So I tried to manually uninstall it and I can't seem to either.

This is what happens when I try to open msseces https://puu.sh/uHvea/0544544840.png I believe this is the same window that pops up every time I turn on my computer or at 3:04 every night (I become super laggy then)

My computer also has updates I am unable to install, every time I do it just fails without notification, one of those updates is related to MSE https://puu.sh/uHvsv/26e8f3c068.png

I would love to use MSE instead of downloading a trial if this issue can be fixed but if not can someone help me just get rid of it entirely?


----------



## Masterchiefxx17 (Feb 27, 2010)

When you say that you "tried to uninstall it", are you referring to uninstall MSE?

What is the error you receive when uninstalling MSE?


----------



## ThePurpleKnight (Mar 8, 2017)

Masterchiefxx17 said:


> When you say that you "tried to uninstall it", are you referring to uninstall MSE?
> 
> What is the error you receive when uninstalling MSE?


I go to control panel and click uninstall on it and get this https://puu.sh/uHHBA/0f15fe7db1.png


----------



## Masterchiefxx17 (Feb 27, 2010)

Okay, so reinstall Windows SE from here:

https://support.microsoft.com/en-us/help/14210/security-essentials-download


----------



## ThePurpleKnight (Mar 8, 2017)

Masterchiefxx17 said:


> Okay, so reinstall Windows SE from here:
> 
> https://support.microsoft.com/en-us/help/14210/security-essentials-download


Just did it and nothing seems to have happened, same thing pops up for MSE when I log in.


----------



## Masterchiefxx17 (Feb 27, 2010)

Download the trial of this here. Use it to fully uninstall MSE.

Revo Uninstaller Pro - Uninstall Software, Remove Programs easily, Forced Uninstall, Leftovers Uninstaller, Portable Uninstaller


----------



## ThePurpleKnight (Mar 8, 2017)

Masterchiefxx17 said:


> Download the trial of this here. Use it to fully uninstall MSE.
> 
> Revo Uninstaller Pro - Uninstall Software, Remove Programs easily, Forced Uninstall, Leftovers Uninstaller, Portable Uninstaller


It shows a lot of stuff, Idk what parts are actually MSE and what isn't.

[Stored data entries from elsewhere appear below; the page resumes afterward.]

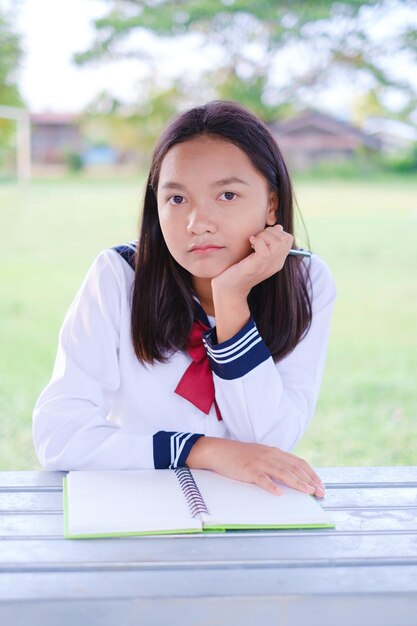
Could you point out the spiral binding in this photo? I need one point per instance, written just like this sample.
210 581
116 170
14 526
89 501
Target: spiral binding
191 492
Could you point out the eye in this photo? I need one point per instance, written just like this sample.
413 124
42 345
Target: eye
228 195
176 200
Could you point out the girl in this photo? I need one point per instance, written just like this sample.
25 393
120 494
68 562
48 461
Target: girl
204 344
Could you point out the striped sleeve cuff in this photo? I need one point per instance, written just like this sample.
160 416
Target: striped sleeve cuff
238 355
171 449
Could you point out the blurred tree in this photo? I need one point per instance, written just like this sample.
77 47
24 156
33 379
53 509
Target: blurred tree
132 130
10 56
333 38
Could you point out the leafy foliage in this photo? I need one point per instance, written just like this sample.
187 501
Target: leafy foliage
334 38
10 57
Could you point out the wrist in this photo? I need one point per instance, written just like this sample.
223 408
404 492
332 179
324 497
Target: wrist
201 455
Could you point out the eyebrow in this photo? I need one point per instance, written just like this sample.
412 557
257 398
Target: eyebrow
218 183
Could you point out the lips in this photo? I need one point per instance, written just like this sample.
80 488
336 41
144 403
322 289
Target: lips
205 247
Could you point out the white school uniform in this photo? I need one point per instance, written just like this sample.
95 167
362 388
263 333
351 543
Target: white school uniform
103 409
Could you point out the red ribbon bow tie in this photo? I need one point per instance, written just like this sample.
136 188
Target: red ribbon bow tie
196 384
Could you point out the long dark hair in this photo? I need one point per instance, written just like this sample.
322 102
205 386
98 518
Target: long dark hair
163 307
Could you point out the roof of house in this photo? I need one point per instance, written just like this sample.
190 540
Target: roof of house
324 123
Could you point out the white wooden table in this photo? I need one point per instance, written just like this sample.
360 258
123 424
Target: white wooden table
363 573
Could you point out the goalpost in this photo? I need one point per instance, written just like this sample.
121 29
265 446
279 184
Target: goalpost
21 116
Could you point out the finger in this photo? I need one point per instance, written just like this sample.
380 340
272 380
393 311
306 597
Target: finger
290 479
310 476
259 246
278 238
264 481
307 472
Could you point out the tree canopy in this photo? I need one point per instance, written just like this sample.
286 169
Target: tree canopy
10 57
354 39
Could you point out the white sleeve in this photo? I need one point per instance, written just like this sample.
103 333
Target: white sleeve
266 402
70 426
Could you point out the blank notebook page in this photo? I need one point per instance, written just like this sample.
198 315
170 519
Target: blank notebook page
234 502
127 501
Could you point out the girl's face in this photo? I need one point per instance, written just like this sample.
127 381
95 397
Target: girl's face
211 199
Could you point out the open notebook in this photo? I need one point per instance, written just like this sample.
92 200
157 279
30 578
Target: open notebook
141 502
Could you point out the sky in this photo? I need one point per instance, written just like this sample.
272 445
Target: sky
53 30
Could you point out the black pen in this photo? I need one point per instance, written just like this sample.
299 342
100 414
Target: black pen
306 253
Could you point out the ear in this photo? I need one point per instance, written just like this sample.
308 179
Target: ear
271 215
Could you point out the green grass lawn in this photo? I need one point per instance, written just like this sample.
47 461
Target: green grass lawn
366 232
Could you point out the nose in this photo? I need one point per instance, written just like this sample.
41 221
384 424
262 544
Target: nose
200 221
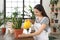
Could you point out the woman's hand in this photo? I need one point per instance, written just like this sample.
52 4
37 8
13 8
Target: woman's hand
22 35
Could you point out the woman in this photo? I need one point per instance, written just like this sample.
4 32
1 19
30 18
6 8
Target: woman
40 25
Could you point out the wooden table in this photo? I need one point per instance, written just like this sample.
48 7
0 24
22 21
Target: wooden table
11 37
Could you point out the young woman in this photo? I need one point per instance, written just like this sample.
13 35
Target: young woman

https://puu.sh/uJ2xP/0314ff60de.png There is a lot more.


----------



## Masterchiefxx17 (Feb 27, 2010)

It should be okay to remove as long as it's labeled MSE.


----------



## ThePurpleKnight (Mar 8, 2017)

Masterchiefxx17 said:


> It should be okay to remove as long as it's labeled MSE.


What about Microsoft Security Client?


----------



## Masterchiefxx17 (Feb 27, 2010)

That's fine. Revo is pretty good at getting the right files to remove a problem.


----------